One incident took place the afternoon of Feb. 28 at SJSU, where someone spotted bathroom graffiti that read: “Shooting 2.28. 2day 5pm.” A witness alerted the University Police Department to the message, which was scrawled on the wall inside of the women’s bathroom on the third floor of Dudley Moorhead Hall.
The rest of the SJSU community was alerted through email and text from the campus-wide emergency notification system AlertSJSU. But some students first found out by word of mouth after information and photos began circulating on social media.
UPD Capt. Alan Cavallo said the situation was not taken lightly, and that he had officers on high alert, patrolling on foot and by vehicle. The San Jose Police Department was also notified of the threatening message and was keeping an eye on the situation.

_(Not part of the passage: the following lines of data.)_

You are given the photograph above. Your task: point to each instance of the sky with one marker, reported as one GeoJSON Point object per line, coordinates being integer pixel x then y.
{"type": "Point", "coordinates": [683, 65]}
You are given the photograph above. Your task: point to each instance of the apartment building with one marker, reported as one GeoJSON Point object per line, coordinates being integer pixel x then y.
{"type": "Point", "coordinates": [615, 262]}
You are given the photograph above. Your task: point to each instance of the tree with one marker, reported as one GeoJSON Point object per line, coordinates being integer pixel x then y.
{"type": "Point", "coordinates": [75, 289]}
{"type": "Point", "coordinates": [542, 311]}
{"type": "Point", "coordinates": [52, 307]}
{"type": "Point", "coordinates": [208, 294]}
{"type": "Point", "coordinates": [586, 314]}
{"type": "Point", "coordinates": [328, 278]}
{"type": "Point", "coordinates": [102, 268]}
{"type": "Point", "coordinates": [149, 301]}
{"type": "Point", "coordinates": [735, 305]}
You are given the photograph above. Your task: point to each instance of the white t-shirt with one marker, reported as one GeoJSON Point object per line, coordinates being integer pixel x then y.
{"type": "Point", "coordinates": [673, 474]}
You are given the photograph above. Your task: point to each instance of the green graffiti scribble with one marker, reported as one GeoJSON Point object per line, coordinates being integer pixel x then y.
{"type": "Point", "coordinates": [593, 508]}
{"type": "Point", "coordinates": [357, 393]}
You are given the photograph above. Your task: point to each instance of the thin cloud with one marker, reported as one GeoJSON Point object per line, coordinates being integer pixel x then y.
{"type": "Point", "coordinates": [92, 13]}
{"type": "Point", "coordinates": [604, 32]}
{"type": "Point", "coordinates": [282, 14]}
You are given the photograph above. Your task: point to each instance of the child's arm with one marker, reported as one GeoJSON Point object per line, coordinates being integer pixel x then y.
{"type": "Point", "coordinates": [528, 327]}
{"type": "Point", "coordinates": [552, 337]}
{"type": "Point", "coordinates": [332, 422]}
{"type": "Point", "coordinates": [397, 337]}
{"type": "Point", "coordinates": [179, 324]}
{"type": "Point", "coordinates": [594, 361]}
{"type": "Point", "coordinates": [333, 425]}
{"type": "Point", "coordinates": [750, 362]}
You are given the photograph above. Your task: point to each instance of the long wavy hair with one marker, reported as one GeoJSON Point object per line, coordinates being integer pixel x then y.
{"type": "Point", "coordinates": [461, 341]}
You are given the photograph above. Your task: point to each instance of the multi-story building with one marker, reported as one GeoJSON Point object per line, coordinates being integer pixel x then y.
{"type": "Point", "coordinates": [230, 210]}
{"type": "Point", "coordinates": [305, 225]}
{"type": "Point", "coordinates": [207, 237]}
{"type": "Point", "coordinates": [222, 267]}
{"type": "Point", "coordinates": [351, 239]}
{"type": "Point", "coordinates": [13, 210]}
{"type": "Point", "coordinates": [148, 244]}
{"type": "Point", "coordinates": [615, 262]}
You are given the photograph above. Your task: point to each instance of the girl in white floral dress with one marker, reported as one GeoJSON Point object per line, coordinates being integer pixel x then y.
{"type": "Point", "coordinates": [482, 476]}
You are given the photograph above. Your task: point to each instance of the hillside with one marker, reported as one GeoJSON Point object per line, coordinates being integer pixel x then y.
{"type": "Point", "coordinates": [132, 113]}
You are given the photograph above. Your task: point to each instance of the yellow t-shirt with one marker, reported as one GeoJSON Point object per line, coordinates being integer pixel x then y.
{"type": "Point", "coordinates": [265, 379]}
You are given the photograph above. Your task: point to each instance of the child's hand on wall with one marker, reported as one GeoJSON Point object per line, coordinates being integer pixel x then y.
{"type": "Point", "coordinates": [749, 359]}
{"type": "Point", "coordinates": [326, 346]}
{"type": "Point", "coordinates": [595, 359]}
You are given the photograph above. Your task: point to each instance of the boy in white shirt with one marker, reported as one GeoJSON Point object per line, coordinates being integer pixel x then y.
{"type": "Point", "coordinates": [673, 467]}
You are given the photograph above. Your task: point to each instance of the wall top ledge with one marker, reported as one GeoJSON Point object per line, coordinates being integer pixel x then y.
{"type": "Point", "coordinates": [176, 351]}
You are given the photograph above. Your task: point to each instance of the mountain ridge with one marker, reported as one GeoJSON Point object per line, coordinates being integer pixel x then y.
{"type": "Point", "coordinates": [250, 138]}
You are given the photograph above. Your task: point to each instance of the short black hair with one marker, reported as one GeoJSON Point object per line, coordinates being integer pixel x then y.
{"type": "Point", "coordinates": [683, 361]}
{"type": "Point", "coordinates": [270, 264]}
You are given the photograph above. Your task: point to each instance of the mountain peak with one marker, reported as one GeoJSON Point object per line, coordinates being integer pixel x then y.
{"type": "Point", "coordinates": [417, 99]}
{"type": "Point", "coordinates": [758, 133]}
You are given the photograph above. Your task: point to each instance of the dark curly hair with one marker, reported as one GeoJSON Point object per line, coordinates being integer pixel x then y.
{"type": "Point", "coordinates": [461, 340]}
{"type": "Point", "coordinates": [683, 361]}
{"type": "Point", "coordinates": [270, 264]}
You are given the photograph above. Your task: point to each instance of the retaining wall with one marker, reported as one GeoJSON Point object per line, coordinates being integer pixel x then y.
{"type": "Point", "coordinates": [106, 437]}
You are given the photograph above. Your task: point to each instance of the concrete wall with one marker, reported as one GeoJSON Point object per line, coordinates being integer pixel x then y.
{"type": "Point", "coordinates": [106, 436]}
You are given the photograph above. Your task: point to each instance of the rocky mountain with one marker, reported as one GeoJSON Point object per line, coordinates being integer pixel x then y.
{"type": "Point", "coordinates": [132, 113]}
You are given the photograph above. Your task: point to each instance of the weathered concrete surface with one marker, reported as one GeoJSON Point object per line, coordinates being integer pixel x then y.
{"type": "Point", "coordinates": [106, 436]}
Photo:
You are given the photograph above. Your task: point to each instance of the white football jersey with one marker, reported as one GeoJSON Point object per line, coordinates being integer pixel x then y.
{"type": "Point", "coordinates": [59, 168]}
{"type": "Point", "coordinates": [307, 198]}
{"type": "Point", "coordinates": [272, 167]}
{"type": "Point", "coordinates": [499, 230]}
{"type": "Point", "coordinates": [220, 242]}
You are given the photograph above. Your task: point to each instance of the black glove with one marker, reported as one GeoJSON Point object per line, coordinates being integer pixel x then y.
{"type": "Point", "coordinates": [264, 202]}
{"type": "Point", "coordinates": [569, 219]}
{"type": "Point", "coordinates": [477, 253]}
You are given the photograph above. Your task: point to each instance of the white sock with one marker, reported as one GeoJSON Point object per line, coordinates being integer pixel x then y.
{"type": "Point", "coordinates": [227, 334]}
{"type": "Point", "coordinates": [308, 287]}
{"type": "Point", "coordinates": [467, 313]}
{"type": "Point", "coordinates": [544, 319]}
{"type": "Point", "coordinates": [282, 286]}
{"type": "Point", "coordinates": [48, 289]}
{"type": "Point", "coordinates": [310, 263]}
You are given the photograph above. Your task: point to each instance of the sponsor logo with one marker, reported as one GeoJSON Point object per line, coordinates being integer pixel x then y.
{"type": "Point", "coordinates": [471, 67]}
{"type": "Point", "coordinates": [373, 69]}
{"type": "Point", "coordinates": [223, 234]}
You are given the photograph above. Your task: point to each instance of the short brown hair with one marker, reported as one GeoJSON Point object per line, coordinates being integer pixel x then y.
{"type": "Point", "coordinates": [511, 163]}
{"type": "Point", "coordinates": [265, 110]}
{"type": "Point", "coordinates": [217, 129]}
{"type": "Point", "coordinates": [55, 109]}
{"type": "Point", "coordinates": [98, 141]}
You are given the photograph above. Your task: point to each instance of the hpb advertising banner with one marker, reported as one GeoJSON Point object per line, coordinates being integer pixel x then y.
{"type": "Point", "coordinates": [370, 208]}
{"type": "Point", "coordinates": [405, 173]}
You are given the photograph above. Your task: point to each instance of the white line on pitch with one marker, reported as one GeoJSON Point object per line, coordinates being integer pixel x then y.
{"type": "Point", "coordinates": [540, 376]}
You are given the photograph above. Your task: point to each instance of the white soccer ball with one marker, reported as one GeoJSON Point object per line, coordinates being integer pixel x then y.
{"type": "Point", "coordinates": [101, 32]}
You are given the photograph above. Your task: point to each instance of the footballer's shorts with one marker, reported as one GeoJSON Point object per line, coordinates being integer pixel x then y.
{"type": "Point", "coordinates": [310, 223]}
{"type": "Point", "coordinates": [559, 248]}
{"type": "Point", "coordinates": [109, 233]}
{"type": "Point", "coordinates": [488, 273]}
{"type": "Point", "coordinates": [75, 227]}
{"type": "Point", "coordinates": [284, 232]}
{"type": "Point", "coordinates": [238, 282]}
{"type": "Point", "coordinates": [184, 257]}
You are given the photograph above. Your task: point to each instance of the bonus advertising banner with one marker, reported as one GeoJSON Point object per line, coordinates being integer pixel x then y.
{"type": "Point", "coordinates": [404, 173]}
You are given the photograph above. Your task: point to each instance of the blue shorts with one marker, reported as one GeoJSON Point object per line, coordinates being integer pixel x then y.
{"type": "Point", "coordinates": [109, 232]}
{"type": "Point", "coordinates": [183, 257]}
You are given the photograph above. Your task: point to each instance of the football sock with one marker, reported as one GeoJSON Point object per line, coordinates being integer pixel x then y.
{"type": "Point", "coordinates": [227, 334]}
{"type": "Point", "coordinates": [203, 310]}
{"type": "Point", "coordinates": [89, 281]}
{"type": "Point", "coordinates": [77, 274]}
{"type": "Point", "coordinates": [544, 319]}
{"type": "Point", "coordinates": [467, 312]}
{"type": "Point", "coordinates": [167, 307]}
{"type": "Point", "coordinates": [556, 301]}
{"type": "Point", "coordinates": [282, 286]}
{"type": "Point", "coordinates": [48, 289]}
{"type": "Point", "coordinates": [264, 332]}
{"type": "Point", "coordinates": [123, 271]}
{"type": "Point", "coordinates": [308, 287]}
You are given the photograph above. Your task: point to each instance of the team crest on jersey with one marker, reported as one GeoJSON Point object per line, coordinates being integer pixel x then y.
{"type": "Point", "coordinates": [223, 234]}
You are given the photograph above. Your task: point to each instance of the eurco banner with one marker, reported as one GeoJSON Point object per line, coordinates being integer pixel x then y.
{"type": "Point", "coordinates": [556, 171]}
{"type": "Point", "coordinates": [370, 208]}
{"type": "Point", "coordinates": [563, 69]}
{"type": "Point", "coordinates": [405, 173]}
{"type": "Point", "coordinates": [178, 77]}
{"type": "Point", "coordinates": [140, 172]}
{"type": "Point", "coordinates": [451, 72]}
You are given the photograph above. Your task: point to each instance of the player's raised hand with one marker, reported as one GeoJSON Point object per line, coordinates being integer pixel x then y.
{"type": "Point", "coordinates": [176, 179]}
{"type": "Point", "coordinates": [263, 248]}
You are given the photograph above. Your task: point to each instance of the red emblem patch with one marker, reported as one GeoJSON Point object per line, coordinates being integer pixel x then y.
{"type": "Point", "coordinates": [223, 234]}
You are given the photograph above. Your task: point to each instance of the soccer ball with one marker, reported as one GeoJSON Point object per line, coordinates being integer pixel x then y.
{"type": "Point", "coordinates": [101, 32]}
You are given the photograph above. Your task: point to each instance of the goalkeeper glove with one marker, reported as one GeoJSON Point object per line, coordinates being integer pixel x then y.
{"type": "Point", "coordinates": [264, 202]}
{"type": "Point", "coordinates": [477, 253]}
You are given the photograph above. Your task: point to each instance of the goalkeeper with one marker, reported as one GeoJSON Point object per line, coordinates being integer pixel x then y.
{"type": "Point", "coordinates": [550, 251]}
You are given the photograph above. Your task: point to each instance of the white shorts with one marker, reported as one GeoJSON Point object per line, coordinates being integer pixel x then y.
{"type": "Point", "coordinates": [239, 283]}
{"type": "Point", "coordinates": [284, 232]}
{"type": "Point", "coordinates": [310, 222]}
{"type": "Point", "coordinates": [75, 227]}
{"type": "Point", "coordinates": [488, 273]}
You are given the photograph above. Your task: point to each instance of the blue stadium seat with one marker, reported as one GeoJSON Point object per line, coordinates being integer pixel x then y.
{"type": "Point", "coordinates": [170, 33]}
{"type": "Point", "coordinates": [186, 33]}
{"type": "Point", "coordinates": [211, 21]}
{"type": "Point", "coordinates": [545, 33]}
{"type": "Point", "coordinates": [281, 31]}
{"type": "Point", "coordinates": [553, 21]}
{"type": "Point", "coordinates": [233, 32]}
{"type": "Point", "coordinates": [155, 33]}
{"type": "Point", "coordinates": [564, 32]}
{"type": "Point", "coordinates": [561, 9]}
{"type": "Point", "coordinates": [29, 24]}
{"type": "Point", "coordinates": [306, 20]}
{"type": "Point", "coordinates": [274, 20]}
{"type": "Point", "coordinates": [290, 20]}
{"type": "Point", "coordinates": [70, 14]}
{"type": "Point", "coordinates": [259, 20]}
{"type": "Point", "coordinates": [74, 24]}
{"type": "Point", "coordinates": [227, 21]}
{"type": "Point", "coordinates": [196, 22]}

Another scare took place that same day when after someone posted on Twitter about wanting to “shoot up” Alum Rock schools. SJPD’s Human Trafficking, Juvenile, Missing Persons Unit tracked down and identified the author as a 12-year-old girl, who, according to the initial SJPD press release, was questioned but not taken into custody. However, a second media bulletin indicated that she was later arrested, however.
Elsewhere in San Jose, in the Oak Grove district, parents got an email from administrators that their campuses were “targeted for possible violent acts” in a social media posting. Confusion and frustration spread as parents criticized the district for failing to give them enough information and then allegedly downplaying the incident. Some parents say the got no notice at all.
But the scare in Oak Grove turned out to be unfounded. SJPD later confirmed that there were no threats reported against that school district. Superintendent Jose Manzo said the email he sent out was actually a response to the Alum Rock incident, and that the wording of the message was misleading.
Another violent message was reported in Milpitas, which led police to keep close watch on local schools. But they were unable to determine whether it was a valid threat.
According to news reports, similar threats took place throughout the U.S. in recent days. Experts say it’s a common trend in the wake of a high-profile school shooting.
“Yes, kids can see these events on the news and relate to the shooter, be inspired and emulate them,” University of San Francisco criminology and sociology professor Kimberly Richman told KRON 4 in a March 1 newscast.